Florian Kohnhäuser

**Name of the Vulnerable Software and Affected Versions** OpenSSH versions prior to 10.3 **Description** When using the `-O` option with the legacy scp protocol as root without the `-p` option, a downloaded file may be installed with setuid or setgid permissions, which may not align with user expectations. **Recommendations** Update to version 10.3 or later.

**Name of the Vulnerable Software and Affected Versions** OpenSSH versions prior to 10.3 **Description** OpenSSH versions before 10.3 incorrectly handle ECDSA algorithms. Specifically, the software misinterprets the listing of any ECDSA algorithm in the `PubkeyAcceptedAlgorithms` or `HostbasedAcceptedAlgorithms` configurations as an acceptance of all ECDSA algorithms. **Recommendations** Update to version 10.3 or later.

**Name of the Vulnerable Software and Affected Versions** Cockpit versions prior to 360 **Description** The remote login feature in Cockpit fails to validate or sanitize user-supplied hostnames and usernames passed from the web interface to the SSH client. An attacker with network access to the web service can send a single HTTP request to the login endpoint to inject malicious SSH options or shell commands, such as via `ProxyCommand`, leading to remote code execution on the host. This process occurs during the authentication flow before credential verification, allowing the attack to be performed without valid credentials. Approximately 1.3 million services are estimated to be affected worldwide. **Recommendations** Update to version 360. As a temporary workaround, restrict network access to the login endpoint to minimize the risk of exploitation.

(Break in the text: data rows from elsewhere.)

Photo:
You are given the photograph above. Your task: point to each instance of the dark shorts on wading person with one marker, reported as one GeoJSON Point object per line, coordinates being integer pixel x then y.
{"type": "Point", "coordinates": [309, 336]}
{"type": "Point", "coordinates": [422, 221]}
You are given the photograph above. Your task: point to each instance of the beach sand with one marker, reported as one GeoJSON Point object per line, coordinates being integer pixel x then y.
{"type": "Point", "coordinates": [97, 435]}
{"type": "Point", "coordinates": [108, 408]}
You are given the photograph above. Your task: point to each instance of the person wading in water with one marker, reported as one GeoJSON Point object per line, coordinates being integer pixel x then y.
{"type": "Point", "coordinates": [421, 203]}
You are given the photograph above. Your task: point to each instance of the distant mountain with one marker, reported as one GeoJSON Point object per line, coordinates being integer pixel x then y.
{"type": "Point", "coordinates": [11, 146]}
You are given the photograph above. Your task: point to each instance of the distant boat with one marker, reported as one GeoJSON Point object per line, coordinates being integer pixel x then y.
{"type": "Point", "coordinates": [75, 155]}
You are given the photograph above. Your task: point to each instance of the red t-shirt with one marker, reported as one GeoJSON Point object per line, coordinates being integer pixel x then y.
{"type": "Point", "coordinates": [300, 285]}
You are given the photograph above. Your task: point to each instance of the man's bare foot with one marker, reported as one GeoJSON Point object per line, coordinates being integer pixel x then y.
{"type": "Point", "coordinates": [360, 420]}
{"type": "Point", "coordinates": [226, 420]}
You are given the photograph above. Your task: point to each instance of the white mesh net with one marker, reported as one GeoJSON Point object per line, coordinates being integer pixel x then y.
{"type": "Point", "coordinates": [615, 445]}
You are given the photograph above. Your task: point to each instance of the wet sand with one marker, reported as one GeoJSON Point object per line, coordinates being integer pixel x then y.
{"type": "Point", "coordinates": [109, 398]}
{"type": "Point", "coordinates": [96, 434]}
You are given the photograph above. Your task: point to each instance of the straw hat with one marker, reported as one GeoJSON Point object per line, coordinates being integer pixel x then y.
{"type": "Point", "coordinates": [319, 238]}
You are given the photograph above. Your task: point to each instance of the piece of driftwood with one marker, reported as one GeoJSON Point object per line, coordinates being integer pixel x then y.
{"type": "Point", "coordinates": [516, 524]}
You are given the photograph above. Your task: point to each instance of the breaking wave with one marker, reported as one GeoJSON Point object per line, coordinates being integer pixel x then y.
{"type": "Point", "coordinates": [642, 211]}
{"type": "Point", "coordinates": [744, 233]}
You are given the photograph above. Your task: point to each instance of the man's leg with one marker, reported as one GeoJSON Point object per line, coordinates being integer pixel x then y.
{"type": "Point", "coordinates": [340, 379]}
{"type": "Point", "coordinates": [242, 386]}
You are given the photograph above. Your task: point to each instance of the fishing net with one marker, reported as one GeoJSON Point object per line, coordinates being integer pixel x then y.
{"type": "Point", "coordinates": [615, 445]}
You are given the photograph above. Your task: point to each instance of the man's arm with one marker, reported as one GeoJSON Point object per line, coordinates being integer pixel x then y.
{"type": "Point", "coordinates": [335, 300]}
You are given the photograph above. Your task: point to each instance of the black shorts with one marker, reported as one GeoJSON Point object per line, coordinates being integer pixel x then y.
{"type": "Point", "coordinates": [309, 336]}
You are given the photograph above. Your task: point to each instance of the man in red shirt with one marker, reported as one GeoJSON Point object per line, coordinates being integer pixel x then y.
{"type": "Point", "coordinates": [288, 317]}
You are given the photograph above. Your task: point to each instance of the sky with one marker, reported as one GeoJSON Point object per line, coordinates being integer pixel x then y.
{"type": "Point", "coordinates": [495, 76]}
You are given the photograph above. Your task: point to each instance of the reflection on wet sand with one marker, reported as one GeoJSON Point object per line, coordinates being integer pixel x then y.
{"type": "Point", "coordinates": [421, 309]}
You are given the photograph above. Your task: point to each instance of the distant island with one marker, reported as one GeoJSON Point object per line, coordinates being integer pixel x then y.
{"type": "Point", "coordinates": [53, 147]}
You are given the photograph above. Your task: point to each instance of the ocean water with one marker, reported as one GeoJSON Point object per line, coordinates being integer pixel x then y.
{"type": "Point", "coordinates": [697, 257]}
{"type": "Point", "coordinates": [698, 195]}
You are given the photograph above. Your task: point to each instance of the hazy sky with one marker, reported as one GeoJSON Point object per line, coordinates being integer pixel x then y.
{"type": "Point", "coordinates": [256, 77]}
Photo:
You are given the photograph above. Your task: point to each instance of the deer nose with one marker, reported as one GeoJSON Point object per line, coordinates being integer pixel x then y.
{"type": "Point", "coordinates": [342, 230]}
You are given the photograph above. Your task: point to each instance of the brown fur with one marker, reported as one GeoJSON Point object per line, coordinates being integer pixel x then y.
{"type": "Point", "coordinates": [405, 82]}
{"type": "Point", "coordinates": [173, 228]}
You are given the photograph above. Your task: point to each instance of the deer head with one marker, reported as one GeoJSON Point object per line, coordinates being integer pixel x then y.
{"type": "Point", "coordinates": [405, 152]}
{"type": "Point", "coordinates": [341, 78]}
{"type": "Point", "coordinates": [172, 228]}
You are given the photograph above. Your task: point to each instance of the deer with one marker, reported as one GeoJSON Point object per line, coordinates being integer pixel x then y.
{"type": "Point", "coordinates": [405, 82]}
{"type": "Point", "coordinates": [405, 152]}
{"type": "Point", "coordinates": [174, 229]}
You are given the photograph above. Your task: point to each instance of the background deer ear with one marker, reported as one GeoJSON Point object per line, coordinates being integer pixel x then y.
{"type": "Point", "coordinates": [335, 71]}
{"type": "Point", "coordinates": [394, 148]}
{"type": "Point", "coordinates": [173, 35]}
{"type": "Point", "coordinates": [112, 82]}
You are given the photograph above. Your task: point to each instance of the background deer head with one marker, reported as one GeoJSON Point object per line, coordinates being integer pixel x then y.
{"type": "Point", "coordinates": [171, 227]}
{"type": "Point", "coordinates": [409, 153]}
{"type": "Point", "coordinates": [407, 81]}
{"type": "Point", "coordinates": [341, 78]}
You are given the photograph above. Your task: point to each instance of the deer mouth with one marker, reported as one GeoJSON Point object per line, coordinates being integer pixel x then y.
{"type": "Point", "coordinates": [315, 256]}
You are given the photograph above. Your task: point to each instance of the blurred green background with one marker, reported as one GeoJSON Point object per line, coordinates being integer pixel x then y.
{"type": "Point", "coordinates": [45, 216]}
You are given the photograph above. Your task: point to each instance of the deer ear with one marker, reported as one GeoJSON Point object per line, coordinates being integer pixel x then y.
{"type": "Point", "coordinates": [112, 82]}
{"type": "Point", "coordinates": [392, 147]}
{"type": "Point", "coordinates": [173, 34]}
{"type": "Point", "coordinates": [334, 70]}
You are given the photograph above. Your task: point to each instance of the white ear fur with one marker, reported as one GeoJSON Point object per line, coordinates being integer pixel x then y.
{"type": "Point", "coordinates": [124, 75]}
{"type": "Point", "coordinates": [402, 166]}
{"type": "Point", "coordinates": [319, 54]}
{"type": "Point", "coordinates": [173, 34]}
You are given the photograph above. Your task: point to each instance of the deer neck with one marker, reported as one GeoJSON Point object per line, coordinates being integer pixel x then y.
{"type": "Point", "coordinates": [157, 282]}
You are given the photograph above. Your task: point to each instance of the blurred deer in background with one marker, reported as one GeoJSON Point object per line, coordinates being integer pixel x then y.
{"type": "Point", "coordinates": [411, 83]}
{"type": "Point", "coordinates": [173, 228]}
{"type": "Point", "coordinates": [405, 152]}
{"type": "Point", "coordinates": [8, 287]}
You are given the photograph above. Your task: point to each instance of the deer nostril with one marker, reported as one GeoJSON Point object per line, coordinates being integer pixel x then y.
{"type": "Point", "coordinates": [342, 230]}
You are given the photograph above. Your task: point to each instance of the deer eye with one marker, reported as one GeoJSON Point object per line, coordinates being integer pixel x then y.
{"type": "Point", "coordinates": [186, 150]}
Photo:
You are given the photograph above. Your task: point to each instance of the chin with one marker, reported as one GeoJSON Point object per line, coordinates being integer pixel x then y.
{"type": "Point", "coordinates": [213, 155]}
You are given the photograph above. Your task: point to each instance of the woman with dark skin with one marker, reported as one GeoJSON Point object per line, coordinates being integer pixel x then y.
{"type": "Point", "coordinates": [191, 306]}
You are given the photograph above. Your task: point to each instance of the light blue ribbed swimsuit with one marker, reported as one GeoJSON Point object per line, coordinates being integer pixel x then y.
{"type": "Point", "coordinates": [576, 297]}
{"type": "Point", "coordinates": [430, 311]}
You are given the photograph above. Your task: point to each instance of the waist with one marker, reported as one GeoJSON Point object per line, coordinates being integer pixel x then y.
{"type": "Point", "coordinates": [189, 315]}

**Name of the Vulnerable Software and Affected Versions** Keylime versions prior to 7.5.0 **Description** A flaw was found in the Keylime registrar that could allow a bypass of the challenge-response protocol during agent registration. This issue may allow an attacker to impersonate an agent and hide the true status of a monitored machine if the fake agent is added to the verifier list by a legitimate user, resulting in a breach of the integrity of the registrar database. The security issue allows an attacker to pass the challenge-response protocol during registration with arbitrary registration data, including a valid EK Certificate and EK, while using a compromised AIK. The attacker can deliberately fail the initial activation call to get to know the correct `auth tag` and then provide it in a subsequent activation call, resulting in an agent which is incorrectly registered with a valid EK Certificate, but with a compromised/unrelated AIK. **Recommendations** For versions prior to 7.5.0, users should upgrade to release 7.5.0 to resolve the issue. As a temporary workaround, consider restricting access to the registrar to minimize the risk of exploitation. Avoid using compromised AIKs in the registration process until the issue is resolved.

**Name of the Vulnerable Software and Affected Versions** libcurl (affected versions not specified) **Description** The issue is related to the `CURLOPT CERTINFO` option in libcurl, which allows applications to request details about a server's certificate chain. Due to an erroneous function, a malicious server could make libcurl built with NSS get stuck in a never-ending busy-loop when trying to retrieve that information. This could allow a remote attacker to cause a denial of service by consuming all available system resources. **Recommendations** At the moment, there is no information about a newer version that contains a fix for this vulnerability. As a temporary workaround, consider disabling the `CURLOPT CERTINFO` option to minimize the risk of exploitation. Restrict access to libcurl built with NSS to minimize the risk of exploitation. Avoid using the `CURLOPT CERTINFO` option in libcurl until the issue is resolved.